Autoclaving-cooling is a common starch modification method to increase the resistant starch (RS) content. The effect of this method varies depending on the type of crop and treatment condition used. The objectives of this study were to verify the autoclaving-cooling treatment based on a meta-analysis result and to evaluate the physicochemical properties of modified starches. The meta-analysis study used 10 articles from a total of 1,293 that were retrieved using the PRISMA approach.

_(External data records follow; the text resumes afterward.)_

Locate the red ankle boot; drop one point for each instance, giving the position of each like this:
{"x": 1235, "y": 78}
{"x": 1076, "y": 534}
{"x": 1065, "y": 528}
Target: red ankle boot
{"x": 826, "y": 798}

Meta-analysis showed that the optimal treatments of autoclaving-cooling process that increase the RS content significantly, was in starch samples from the cereal group (corn, oats, rice) (SMD: 19.60; 95% CI: 9.56–29.64; p < 0.001), with water ratio 1:4 (SMD: 13.69; 95% CI: 5.50–21.87; p < 0.001), using two cycles of autoclaving-cooling (SMD: 16.33; 95% CI: 6.98–25.67; p < 0.001) and 30 min of autoclaving heating (SMD: 12.97; 95% CI: 1.97–23.97; p < 0.001) at 121°C (SMD: 12.18; 95% CI: 1.88–22.47; p < 0.001). Verification using corn flour and corn starch showed a significant increase in RS contents from 15.84 to 27.78% and from 15.27 to 32.53%, respectively, and a significant decrease in starch digestibility from 67.02 to 35.74% and from 76.15 to 28.09%, respectively. Treated sample also showed the pasting profile that was stable under heating and stirring.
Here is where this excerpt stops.